It would be interesting to discover the origin of the impression so persistent in the lay mind that sermons are long. A sermon is seldom as long as it seems. But it is always with trepidation that the listener observes in a discourse a constitutional tendency to longevity. In his opinion the good die young. As it is to-day so it was on the afternoon when the host, with ill-concealed alarm, called upon the good parson to take his turn.

"Telleth," quod he, "youre meditacioun;
But hasteth yow, the sonne wole adoun.
Beth fructuous, and that in litel space."

It is needless to say that what the parson called his "little tale in prose" proved to be one of his old sermons which he delivered without notes. He was very unskillful in concealing his text, which was Jeremiah vi. 16.

We are familiar with that interesting picture of the pilgrims as they set out in the morning, each figure alert. I wonder that some one has not painted a picture of them about sunset, as the parson was in the middle of his discourse. It is said that in every battle there is a critical moment when each side is almost exhausted. The side which at this moment receives reinforcements or rallies for a supreme effort gains the victory. So one must have noticed in every over-long discourse a critical moment when the speaker and his hearers are equally exhausted. If at that moment the speaker, who has apparently used up his material, boldly announces a new head, the hearers' discomfiture is complete. This point of strategy the parson, guileless as he was, understood and so managed to get in the last word, so that "The Canterbury Tales" end with the Canterbury sermon.

By the way, there was one ministerial weakness from which Chaucer's parson was free,—the love of alliteration. One is often struck, when listening to a fervent discourse against besetting sins, with the curious fact that all the transgressions begin with the same letter of the alphabet. There is something suspicious in this circumstance. Not a great many years ago a political party suffered severely because its candidate received an address from a worthy clergyman who was addicted to this habit, and instead of the usual three R's enumerated "Rum, Romanism, and Rebellion." The chances are that he meant no offense to his Roman Catholic fellow citizens; but once on the toboggan slide of alliteration he could not stop.

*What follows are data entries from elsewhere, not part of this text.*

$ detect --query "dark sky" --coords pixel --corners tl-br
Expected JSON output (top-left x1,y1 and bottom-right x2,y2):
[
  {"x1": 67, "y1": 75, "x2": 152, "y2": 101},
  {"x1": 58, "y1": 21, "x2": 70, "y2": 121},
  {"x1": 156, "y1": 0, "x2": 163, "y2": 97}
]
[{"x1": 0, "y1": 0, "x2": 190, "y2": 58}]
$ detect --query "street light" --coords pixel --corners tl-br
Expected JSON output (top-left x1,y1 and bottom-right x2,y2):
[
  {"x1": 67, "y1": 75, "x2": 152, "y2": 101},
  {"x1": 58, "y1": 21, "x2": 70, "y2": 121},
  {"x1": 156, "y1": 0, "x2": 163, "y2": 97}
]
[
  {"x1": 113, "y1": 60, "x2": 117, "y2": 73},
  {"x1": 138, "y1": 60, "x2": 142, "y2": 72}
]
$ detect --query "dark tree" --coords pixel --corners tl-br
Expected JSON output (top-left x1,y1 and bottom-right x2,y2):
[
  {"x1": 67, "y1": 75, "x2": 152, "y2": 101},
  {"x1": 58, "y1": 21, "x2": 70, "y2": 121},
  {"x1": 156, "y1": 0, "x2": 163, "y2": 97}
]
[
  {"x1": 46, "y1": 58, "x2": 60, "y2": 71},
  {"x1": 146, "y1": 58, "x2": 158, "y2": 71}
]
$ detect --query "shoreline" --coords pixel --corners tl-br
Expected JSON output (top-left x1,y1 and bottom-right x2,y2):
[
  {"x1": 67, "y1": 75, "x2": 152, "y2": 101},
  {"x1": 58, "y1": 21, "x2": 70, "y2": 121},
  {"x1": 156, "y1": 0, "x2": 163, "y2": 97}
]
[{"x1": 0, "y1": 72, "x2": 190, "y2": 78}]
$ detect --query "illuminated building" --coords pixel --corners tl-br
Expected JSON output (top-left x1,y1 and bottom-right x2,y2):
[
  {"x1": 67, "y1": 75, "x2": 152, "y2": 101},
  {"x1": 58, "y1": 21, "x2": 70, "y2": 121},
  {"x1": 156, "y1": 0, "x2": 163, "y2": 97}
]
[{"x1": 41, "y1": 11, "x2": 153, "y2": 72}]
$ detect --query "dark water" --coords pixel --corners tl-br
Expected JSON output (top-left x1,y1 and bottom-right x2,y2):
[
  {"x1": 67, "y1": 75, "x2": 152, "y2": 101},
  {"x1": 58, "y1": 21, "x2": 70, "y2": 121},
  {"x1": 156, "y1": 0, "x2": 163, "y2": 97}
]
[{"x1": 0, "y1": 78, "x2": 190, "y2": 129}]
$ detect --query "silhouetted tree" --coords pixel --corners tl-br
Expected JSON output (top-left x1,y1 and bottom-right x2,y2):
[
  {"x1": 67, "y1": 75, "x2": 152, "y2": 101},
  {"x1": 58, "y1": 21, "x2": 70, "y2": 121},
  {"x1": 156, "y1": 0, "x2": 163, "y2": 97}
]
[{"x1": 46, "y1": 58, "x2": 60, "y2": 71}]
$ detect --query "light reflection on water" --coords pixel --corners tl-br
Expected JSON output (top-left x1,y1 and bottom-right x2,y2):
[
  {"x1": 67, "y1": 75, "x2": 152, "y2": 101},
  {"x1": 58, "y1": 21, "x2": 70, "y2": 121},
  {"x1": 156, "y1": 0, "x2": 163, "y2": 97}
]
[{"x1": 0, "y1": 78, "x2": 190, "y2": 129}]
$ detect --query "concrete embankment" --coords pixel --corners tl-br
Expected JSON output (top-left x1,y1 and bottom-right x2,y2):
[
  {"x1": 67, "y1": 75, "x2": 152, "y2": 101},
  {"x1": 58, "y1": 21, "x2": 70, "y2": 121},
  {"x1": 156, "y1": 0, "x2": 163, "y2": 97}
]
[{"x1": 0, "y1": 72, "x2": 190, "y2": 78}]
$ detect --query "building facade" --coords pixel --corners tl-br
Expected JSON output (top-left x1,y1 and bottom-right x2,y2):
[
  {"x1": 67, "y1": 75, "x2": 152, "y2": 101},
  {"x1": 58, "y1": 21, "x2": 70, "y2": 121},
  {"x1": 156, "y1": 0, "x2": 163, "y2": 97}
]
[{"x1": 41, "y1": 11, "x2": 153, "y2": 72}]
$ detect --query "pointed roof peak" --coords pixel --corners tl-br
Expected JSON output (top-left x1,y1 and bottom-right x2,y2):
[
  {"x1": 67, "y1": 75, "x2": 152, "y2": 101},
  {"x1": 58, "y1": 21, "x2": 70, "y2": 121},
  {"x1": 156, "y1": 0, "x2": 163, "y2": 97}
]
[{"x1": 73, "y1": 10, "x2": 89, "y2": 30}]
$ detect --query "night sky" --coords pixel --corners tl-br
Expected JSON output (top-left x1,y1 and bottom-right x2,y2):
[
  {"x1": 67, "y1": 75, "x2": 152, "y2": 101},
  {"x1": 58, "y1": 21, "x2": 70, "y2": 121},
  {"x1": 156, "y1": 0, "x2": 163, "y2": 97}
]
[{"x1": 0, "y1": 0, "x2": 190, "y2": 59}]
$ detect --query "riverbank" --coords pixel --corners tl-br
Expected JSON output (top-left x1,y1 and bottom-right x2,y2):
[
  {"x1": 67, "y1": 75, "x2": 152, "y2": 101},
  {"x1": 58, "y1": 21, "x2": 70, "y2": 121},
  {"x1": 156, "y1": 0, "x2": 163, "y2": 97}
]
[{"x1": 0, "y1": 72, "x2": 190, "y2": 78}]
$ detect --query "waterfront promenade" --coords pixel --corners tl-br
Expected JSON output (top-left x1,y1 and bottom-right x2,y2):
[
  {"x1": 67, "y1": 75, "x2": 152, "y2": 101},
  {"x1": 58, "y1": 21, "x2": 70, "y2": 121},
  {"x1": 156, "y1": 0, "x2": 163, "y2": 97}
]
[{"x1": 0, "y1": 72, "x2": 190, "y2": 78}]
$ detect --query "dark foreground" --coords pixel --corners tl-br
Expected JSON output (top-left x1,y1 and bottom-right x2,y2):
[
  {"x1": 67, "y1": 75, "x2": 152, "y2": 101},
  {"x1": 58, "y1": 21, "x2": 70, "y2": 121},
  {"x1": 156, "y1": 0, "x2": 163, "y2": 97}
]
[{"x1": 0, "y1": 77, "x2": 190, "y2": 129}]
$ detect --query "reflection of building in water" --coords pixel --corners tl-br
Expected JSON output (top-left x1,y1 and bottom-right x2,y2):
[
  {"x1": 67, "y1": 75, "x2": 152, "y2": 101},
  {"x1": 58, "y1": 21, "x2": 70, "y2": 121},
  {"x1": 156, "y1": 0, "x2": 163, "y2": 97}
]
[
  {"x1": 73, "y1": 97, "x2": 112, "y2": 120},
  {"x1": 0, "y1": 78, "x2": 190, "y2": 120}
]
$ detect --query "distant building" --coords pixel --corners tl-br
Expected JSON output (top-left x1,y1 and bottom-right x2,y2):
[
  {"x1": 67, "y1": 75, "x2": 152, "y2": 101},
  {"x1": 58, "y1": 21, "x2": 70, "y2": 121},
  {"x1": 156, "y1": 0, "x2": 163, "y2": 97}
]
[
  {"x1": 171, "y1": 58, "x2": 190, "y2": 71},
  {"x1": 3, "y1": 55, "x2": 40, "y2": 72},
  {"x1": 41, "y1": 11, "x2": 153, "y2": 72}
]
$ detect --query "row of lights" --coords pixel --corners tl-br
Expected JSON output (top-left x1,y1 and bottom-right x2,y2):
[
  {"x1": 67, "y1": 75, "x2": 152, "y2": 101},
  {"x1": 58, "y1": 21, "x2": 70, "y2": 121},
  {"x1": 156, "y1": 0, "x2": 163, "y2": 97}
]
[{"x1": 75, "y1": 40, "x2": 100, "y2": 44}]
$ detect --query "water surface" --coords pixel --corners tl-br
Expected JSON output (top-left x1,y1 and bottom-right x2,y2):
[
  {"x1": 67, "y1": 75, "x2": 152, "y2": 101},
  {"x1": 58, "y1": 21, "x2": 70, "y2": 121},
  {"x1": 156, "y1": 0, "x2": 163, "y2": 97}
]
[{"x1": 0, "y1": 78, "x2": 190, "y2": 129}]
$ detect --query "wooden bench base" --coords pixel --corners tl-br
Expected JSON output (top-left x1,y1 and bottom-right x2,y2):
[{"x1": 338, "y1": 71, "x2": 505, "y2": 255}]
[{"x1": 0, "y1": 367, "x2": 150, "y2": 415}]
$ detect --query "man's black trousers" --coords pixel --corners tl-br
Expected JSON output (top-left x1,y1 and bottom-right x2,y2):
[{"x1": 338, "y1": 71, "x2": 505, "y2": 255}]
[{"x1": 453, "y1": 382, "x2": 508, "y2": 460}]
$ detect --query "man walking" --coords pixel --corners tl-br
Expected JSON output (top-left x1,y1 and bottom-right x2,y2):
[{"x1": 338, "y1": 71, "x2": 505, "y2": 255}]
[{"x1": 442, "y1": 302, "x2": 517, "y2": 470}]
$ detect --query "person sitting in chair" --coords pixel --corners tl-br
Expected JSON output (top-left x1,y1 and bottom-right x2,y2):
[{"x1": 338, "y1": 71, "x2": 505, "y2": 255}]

If instead of rum he had begun with whiskey, his homiletic instinct would have led him to assert that the three perils of the Republic were whiskey, war, and woman-suffrage.

It is to the credit of Chaucer's parson that he distinctly repudiated alliteration with all its allurements, especially in connection with the seductive letter R.

"I kan nat geeste 'rum, ram, ruf,' by lettre;
Ne, God woot, rym holde I but litel bettre."